To build MPICH2 to support SMP clusters and to use shared-memory to communicate data between processes on the same node, configure MPICH2 with the additional option --with-device=ch3:ssm, as in
configure --with-device=ch3:ssm --prefix=/usr/local/mpich2-1.0
In a system that contains both SMP nodes and uniprocessor nodes, or if you want an executable that can run on both kinds of nodes, use this version of the ch3 device.
Running MPI programs with the MPD process manager assumes that the mpd daemon is running on each machine in your cluster. In this section we describe how to start and manage these daemons. The mpd and related executables are built when you build and install MPICH2 with the default process manager. The code for the MPD demons are found in '<prefix-directory>/bin', which you should ensure is in your path. A set of MPD daemons can be started with the command
mpichboot <file> <num>
where file is the name of a file containing the host names of your cluster and num is the number of daemons you want to start. The startup script uses ssh to start the daemons, but if it is more convenient, they can be started in other ways. The first one can be started with mpd -t. The first daemon, started in this way, will print out the port it is listening on for new mpds to connect to it. Each subsequent mpd is given a host and port to connect to. The mpichboot script automates this process. At any time you can see what mpds are running by using mpdtrace.
An mpd is identified by its host and a port. A number of commands are used to manage the ring of mpds:
mpdhelp prints a short description of the available mpd commands.
mpdcleanup cleans up mpd if a problem occurred. For example, it can repair the local Unix socket that is used to communicate with the MPD system if the MPD ring crashed.
mpdtrace causes each mpd in the ring to respond with a message identifying itself and its neighbors.
mpdallexit causes all mpds to exit gracefully.
mpdlistjobs lists active jobs for the user managed by mpds in ring. With the command-line option -a or --all, lists the jobs for all user4s.
mpdkilljob job_id kills all of the processes of the specified job.
mpdsigjob sigtype job_id delivers the specified signal to the specified job. Signals are specified using the name of the signal, e.g., SIGSTOP.
Several options control the behavior of the daemons, allowing them to be run either by individual users or by root without conflicts. The most important is
-d background or "daemonize"; this is used to start an mpd daemon that will run without being connected to a terminal session.
MPICH2 jobs are run under the MPD process manager by using the mpiexec command. MPD's mpiexec is consistent with the specification in the MPI standard and also offers a few extensions, such as passing of environment variables to individual MPI processes. An example of the simplest way to run an MPI program is
mpiexec -n 32 cpi
which runs the MPI program cpi with 32 processes and lets the MPD process manager choose which hosts to run the processes on. Specific hosts and separate executables can be specified:
mpiexec -n 1 -host node0 manager : -n 1 -host nodel worker
A configuration file can be used when a command line in the above format would be too long:
mpiexec -configfile multiblast.cfg
where the file 'multiblast.cfg' contains
-n 1 -host node0 blastmanager -n 1 -host nodel blastworker ... -n 1 -host node31 blastworker
One can use
to discover all the possible command-line arguments for mpiexec.

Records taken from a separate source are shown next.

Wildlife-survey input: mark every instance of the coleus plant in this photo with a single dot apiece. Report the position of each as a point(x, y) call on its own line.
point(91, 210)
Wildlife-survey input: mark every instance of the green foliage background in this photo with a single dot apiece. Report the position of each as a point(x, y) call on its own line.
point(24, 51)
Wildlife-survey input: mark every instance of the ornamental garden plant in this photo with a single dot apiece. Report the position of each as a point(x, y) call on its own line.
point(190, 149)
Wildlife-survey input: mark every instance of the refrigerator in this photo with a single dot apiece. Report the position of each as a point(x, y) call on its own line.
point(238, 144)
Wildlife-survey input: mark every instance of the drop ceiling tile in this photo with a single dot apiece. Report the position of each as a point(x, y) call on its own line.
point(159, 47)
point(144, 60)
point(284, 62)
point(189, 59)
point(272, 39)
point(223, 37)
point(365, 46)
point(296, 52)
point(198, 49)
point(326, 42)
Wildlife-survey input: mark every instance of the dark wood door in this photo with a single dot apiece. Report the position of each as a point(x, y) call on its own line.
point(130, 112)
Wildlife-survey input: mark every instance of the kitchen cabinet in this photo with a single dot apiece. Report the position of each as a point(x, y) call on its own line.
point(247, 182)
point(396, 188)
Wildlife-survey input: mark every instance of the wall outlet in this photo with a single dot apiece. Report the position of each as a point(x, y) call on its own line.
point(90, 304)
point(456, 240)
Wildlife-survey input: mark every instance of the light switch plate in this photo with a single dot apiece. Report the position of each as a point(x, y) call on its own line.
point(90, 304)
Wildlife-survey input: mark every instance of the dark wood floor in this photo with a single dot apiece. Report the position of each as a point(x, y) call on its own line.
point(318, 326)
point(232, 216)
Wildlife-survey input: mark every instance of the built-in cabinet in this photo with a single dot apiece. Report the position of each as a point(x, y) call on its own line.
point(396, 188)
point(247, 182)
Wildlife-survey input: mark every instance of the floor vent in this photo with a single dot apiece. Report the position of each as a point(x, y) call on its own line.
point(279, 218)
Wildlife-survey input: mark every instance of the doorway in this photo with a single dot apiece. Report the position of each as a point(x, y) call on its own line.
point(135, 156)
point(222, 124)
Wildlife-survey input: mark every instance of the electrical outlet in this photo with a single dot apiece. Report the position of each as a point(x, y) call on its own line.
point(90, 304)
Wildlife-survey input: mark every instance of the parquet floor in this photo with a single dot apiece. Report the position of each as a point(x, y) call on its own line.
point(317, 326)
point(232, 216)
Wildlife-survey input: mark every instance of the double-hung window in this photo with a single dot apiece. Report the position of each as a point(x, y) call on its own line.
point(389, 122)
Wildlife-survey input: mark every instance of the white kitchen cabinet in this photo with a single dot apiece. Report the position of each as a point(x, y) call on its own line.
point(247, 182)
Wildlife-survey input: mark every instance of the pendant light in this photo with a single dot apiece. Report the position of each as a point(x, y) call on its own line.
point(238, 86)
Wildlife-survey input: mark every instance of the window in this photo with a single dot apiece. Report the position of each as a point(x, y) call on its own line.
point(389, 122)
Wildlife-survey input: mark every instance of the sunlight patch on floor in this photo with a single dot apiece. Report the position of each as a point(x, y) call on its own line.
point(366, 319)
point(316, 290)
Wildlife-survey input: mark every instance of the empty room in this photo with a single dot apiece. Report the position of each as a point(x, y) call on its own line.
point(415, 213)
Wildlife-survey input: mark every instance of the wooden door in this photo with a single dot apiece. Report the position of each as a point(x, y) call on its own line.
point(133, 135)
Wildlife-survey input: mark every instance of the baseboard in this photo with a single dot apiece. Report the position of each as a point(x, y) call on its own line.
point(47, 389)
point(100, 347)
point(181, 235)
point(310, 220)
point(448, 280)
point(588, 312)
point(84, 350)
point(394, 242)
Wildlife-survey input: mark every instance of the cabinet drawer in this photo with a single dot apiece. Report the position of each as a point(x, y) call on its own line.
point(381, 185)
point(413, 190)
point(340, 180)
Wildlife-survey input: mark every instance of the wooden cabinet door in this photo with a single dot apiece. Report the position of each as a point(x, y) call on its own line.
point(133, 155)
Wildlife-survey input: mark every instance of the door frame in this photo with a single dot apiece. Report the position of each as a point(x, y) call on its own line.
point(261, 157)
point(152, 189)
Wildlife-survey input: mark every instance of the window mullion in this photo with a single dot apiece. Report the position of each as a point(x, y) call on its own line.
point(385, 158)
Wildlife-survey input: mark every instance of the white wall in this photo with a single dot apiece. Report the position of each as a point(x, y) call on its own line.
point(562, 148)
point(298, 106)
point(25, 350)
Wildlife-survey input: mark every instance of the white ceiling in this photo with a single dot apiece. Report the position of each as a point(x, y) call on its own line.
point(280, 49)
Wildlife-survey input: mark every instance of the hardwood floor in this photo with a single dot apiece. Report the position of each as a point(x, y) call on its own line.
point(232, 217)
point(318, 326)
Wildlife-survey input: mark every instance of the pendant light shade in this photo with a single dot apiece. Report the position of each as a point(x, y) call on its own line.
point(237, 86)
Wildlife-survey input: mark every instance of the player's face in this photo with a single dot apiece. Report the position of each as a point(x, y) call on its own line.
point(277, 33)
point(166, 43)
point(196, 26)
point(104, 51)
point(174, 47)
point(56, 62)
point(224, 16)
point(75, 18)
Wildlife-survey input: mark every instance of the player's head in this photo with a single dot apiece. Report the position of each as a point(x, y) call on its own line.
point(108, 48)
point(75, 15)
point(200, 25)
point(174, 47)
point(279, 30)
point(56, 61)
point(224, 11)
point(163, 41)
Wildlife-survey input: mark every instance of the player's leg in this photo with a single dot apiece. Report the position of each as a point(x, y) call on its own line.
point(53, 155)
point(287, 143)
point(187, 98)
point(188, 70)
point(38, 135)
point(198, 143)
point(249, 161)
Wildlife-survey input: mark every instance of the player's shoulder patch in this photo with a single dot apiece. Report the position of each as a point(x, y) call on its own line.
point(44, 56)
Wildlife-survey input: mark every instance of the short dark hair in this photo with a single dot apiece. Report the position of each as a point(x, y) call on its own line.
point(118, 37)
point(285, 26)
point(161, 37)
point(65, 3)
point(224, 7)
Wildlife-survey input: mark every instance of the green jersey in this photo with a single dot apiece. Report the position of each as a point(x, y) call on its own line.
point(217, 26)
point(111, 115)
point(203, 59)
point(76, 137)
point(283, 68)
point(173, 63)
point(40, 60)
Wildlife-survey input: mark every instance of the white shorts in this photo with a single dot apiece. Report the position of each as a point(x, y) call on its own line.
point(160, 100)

The program mpiexec runs in a separate (non-MPI) process that starts the MPI processes running the specified executable. It serves as a single-process representative of the parallel MPI processes in that signals sent to it, such as ^Z and ^C are conveyed by the MPD system to all the processes. The output streams stdout and stderr from the MPI processes are routed back to the stdout and stderr of mpiexec. As in most MPI implementations, mpirun's stdin is routed to the stdin of the MPI process with rank 0.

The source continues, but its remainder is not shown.